Vincent Guérin lui glisse le cuir. On s'attend à ce que les deux joueurs protègent le ballon près de la sortie et laissent filer le temps. Mais l'ailier du PSG essaie un centre dans la surface qui ne trouve personne. Le contre bulgare s'amorce, Lyuboslav Penev envoie une louche vers Kostadinov qui entre dans la surface. Le cuir rebondit, semble difficile à contrôler. Et pourtant la demi-volée du Bulgare vient se nicher juste sous la barre de Lama. Le chronomètre annonce 44'58''...

Le héros
Kostadinov est devenue l'une des icônes du football bulgare, en grande partie grâce à ce match. En inscrivant les deux buts d'une victoire quasi inespérée, l'attaquant a été l'artisan de cette extraordinaire performance. Ailier droit en soutien de Penev - comme l'était Stoichkov à gauche dans le 3-4-3 de Dimitar Penev - Kostadinov a mis à mal l'arrière-garde française 90 minutes durant. A aucun moment les Français n'ont semblé en mesure de prendre le dessus. Sans aucun doute l'une des rencontres les plus abouties de sa carrière.

Entendu...
"L'aventure se termine en queue de poisson. A 30 secondes près, l'objectif était atteint... Nous avons reçu un véritable coup de poignard dans le dos, et ce au pire des moments. Quand Ginola obtient un coup franc près du poteau de corner, l'arbitre a le sifflet à la bouche et il expédie un grand ballon de près de 60 mètres au lieu de garder le ballon. Résultat il donne une balle de contre au Bulgare" - Gérard Houllier, sélectionneur de la France

"Nous sommes des ânes..." - Didier Deschamps, milieu de terrain de la France

"Et dire qu'il y a un mois on se croyait éliminés...Les Français avaient si peur qu'ils ont joué les fesses serrées. Nous savions qu'ils se comporteraient ainsi. Notre tactique était basée sur ce paramètre. Ils ont joué le nul et n'ont jamais cherché la victoire. Ils ne méritaient pas de se qualifier. Nous les avons enfoncé au moment où cela fait le plus mal" -Hristo Stoichkov, attaquant de la Bulgarie

Et après ?
Qualifiée pour Etats-Unis 94, la Bulgarie va y vivre la plus belle Coupe du Monde de la FIFA de son histoire. Totalement inattendus, les coéquipiers de Stoichkov vont d'abord surprendre l'Argentine au premier tour (2:0) afin de se qualifier - encore sur un dernier match - pour les huitièmes de finale. Fatigués mais chanceux face au Mexique (1:1, 3 t.a.b. 1), puis étincelants contre l'Allemagne (2:1), les Bulgares vont finalement s'incliner en demi-finale devant l'Italie (1:2). Ils termineront quatrièmes de la compétition après avoir été corrigés par la Suède en match de classement (0:4). Le football bulgare ne retrouvera jamais une telle génération.

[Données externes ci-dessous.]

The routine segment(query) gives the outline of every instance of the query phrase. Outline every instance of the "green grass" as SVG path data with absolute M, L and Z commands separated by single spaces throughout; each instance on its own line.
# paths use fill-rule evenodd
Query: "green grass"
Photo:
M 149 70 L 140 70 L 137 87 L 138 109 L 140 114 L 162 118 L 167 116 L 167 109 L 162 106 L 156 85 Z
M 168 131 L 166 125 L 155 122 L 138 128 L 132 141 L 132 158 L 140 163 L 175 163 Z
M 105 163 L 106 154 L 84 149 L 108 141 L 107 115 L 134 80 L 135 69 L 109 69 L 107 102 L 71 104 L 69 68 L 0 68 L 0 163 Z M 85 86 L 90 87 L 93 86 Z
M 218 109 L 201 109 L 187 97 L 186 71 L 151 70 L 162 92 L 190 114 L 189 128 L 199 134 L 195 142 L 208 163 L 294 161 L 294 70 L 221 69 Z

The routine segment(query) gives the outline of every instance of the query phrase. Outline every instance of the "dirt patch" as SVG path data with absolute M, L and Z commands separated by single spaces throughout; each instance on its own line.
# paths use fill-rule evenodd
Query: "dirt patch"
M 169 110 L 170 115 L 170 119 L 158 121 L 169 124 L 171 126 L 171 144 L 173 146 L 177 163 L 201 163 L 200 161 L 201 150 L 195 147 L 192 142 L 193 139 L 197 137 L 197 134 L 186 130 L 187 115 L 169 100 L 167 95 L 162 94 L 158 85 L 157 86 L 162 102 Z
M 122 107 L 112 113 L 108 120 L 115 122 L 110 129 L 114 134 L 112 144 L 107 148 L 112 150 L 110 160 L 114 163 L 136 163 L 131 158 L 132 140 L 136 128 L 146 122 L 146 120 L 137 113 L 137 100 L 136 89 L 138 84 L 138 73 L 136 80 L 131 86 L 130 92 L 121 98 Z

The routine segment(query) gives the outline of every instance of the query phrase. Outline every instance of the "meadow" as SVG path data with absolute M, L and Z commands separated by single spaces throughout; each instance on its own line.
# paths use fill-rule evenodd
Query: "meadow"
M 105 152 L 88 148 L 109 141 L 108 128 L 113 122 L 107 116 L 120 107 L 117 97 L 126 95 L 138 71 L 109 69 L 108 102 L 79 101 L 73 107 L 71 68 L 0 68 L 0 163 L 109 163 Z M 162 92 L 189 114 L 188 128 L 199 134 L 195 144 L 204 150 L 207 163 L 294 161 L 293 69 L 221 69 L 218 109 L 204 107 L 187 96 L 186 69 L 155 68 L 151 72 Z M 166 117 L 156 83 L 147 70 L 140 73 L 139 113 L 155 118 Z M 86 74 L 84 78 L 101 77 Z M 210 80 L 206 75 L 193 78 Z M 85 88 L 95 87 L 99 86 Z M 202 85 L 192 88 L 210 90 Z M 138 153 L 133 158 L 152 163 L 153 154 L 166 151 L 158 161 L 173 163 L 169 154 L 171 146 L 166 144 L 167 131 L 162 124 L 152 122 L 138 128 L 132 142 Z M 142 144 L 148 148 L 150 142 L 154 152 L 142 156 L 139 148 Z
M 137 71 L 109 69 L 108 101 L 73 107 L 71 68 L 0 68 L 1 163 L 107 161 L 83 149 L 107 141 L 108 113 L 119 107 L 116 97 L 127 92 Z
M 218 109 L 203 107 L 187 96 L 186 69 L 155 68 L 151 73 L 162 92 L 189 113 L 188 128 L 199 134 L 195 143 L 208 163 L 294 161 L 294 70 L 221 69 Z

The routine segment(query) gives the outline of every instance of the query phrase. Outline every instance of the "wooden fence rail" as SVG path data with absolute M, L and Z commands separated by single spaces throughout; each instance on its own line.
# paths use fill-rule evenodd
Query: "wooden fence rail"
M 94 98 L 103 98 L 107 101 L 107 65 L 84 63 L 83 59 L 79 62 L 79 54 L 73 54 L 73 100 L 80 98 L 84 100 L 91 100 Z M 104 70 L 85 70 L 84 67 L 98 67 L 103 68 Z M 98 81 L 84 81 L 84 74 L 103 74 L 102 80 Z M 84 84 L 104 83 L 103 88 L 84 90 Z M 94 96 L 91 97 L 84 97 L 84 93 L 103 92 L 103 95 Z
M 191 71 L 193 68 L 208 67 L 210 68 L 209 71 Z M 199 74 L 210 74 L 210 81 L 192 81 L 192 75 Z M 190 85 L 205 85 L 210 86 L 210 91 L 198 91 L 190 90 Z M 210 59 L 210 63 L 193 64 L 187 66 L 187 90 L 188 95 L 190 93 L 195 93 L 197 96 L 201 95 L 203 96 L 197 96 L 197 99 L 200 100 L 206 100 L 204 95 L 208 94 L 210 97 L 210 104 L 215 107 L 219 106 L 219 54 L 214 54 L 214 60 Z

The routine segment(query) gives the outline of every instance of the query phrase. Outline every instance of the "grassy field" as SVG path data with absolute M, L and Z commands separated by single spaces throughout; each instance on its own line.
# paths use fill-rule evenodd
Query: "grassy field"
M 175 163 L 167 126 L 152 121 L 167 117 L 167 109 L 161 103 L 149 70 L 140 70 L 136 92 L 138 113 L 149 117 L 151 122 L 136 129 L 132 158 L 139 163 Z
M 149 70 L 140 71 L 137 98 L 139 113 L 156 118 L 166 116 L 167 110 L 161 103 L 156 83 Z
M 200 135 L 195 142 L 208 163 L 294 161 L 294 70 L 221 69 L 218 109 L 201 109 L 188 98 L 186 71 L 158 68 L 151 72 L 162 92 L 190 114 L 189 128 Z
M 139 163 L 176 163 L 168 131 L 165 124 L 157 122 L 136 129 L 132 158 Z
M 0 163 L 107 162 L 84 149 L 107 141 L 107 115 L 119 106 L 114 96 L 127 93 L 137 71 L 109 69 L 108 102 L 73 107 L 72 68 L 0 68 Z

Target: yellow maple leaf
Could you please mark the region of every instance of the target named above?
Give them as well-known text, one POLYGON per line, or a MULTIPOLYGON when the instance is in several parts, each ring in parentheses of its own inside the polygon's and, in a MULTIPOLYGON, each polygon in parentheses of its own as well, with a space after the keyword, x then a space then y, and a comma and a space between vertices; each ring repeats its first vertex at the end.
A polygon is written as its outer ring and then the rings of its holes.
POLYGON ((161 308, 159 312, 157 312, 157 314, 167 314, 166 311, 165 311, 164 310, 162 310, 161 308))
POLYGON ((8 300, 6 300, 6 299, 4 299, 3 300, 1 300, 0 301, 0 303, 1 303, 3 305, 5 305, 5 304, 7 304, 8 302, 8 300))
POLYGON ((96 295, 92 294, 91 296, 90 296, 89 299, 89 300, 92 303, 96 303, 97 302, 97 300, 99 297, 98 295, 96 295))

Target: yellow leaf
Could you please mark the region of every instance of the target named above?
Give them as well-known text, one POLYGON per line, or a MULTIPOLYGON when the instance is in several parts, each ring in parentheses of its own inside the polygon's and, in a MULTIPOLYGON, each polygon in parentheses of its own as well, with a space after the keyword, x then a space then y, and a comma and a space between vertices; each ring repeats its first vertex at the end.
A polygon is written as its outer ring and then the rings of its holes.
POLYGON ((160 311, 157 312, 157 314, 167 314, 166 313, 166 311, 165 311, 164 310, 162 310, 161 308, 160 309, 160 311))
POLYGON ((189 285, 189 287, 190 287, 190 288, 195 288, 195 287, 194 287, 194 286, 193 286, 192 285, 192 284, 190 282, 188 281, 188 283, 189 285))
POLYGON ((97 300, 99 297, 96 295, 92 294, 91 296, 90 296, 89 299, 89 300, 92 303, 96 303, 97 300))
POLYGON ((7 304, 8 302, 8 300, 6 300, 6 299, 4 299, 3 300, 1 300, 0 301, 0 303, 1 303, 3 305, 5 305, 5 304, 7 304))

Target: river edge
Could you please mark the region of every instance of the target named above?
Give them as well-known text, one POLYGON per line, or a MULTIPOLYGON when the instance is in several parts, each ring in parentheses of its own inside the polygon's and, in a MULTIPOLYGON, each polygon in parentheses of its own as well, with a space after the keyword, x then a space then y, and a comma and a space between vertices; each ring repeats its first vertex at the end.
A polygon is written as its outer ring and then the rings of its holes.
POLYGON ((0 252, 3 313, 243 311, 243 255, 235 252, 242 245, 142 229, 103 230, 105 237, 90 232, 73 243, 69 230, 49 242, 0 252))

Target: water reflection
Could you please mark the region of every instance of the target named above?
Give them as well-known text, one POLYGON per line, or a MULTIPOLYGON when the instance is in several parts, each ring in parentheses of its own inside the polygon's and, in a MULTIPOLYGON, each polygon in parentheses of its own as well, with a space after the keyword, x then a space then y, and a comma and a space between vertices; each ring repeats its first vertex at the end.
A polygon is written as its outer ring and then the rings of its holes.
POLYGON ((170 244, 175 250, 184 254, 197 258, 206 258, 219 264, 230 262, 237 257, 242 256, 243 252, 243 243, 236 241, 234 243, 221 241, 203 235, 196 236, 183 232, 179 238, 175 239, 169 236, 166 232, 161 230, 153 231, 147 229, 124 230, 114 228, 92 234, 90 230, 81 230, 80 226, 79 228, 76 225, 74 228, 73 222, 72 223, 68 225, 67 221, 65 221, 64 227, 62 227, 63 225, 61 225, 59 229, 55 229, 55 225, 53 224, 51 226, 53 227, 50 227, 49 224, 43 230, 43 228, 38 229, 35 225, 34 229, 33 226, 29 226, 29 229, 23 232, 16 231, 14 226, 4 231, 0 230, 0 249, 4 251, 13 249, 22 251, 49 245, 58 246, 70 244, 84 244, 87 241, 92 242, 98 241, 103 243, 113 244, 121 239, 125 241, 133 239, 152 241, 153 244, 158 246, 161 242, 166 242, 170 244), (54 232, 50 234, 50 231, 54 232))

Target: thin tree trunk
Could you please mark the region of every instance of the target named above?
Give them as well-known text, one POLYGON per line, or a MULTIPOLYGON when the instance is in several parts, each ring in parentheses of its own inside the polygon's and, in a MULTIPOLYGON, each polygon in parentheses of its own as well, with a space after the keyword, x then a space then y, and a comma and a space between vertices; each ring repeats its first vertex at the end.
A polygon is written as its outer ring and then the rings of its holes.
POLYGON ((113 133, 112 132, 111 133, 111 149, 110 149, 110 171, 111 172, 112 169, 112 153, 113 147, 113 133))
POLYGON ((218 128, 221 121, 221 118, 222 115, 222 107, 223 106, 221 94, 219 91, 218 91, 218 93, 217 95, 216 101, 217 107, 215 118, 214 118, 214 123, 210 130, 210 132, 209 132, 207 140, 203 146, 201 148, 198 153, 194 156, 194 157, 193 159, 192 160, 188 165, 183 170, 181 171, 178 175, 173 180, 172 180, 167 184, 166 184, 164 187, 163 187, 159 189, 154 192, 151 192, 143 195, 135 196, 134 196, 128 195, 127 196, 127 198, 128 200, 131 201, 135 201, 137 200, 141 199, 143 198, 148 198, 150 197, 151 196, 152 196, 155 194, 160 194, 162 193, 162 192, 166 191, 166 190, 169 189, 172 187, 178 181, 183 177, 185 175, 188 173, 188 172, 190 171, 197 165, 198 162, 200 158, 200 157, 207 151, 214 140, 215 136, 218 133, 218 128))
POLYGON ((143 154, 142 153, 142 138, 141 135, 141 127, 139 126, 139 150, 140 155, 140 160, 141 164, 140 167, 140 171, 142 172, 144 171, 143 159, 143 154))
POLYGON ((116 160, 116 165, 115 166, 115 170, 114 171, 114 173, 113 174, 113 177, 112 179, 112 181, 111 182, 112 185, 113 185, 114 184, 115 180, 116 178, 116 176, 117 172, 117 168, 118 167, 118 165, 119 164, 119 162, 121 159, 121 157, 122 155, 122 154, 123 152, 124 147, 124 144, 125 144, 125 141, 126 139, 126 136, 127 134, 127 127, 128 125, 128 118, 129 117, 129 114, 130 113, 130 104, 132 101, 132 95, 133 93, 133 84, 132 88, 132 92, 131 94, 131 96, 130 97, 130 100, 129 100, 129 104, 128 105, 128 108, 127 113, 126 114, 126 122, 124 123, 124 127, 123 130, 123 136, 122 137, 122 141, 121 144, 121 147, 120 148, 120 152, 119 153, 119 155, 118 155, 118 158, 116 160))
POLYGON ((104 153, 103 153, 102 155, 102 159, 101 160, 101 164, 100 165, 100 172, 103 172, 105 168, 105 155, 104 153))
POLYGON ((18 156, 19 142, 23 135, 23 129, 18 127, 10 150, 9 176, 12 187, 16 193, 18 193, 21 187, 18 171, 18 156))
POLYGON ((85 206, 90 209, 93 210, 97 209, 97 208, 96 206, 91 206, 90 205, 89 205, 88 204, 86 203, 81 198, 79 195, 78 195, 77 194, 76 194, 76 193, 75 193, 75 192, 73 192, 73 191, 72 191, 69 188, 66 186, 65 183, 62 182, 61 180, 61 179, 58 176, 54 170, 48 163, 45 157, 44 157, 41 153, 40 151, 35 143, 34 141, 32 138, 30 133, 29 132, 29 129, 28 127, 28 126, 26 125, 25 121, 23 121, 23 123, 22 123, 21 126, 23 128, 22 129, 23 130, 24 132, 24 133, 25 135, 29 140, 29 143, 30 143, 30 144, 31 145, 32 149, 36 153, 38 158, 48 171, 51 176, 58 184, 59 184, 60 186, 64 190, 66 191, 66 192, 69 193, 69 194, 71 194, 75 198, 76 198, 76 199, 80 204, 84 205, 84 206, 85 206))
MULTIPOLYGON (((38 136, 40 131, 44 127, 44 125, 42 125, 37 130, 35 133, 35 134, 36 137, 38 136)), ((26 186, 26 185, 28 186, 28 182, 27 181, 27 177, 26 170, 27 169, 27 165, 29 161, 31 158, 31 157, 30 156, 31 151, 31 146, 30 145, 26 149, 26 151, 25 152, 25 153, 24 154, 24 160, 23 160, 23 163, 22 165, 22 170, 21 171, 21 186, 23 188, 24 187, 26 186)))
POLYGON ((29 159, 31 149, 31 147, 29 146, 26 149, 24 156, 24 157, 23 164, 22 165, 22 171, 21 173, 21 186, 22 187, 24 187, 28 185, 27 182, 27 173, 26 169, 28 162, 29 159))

Côté Français, Houllier est remplacé par Aimé Jacquet, son adjoint, quelques jours après la déconvenue. La France entame le plus beau cycle de son histoire. Après un UEFA Euro 1996 quitté de peu en demi-finale (aux tirs au but devant la République tchèque), les Bleus vont remporter la Coupe du Monde de la FIFA 1998 puis le Championnat d'Europe des Nations 2000. Mais cette déroute est encore une plaie ouverte dans le cœur de tous les supporters français.